Since Windows 10 is end of life, KB5001716 is a multi-faceted
patch. Not only will it add a "band" to the screen, advertising
Windows 11 and indicating Windows 10 is going out of date, but
it also does a SafeOS update.
This means, there is a very good chance, even on your shiny
new OS, the KB5001716 is going to show up... and it is going to
get stuck (not finish) because of the difficulty with the
procedure to make a new WinRE.wim file and create the registry
key that documents the current version of it.
There *IS* a way to fix this. But you rushed ahead and
did the Win10 clean install, without instructions, so there
was no chance to warn you how to fix it up.
You can create partitions on the disk drive, such that
the Windows 10 installer cannot make a Recovery Partition.
If you succeed at this mission, the reagentc will create
the file in the C: partition.
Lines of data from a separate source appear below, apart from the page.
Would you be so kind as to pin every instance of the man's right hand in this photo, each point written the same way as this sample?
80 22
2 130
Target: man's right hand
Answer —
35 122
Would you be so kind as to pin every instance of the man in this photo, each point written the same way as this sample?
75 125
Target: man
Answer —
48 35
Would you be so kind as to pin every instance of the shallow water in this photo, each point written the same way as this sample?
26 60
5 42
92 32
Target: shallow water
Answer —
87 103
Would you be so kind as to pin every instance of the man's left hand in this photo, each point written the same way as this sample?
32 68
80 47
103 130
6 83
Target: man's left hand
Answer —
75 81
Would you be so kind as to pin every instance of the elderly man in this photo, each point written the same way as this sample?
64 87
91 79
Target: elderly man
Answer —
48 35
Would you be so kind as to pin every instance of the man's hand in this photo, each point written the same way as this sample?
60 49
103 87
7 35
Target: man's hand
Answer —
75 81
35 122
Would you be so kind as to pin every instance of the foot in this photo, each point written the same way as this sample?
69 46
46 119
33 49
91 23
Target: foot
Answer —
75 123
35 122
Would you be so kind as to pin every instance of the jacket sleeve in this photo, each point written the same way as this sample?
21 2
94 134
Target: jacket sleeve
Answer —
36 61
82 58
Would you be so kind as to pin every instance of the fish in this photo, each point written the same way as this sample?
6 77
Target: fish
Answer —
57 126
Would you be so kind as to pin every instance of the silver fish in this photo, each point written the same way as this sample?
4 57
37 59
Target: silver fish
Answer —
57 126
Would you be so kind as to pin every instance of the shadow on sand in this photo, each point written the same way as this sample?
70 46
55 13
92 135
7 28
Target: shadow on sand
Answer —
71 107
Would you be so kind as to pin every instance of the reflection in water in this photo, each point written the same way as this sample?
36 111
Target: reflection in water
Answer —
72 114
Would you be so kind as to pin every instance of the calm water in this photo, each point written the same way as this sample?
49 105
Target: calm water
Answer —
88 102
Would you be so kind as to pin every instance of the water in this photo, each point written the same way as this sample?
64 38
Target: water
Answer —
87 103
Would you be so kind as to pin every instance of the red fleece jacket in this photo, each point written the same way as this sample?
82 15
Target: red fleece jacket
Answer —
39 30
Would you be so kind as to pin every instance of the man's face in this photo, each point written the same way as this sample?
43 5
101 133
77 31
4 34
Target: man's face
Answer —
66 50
The C: partition *always*
has space, since the C: partition is huge, compared to the
inadequate size of the Recovery Partition. While creating
a SafeOS solution inside the C: partition is the very
embodiment of stoopid, it DOES solve the problem of the
updates getting stuck.
Otherwise, you still have to address the care and feeding
of your Recovery Partition, if you want a good mixture
of functionality (emergency boot capability) plus the
windows Update not getting jammed.
*******
Notice that none of this behavior, is anywhere near SaaS.
It's a joke, that individual users have to Work THIS HARD
to keep their updates working. On the one hand, I can see
the argument that "automation is hard for us". They've
made such a mess, I would not want to be the person
having to work with a ton of different disk configs
(Dell, HP, thankyou), and resize stuff. But the Microsoft
architecture team made this mess, and somebody has to pay
to clean it up. It would appear to be a "Casual indifference"
is behind all of this. The indifference that comes of
throwing away 400,000,000 users.
We're still here, and we await your next move.
Paul
Just use the available instructions to increase the size of WinRE partition to 1GB or 2 GB at the expense of the C: Windows partition
or if clean installing from scratch
Use 22H2 booted media(or mounted ISO) and Windows installed advanced settings to create the 4 required GPT partition(with WinRE 1 GB or 2 GB) then install Windows 22H2.
- even easier to use a script to create the partitions especially when pre-written scripts for use in Diskpart are readily available.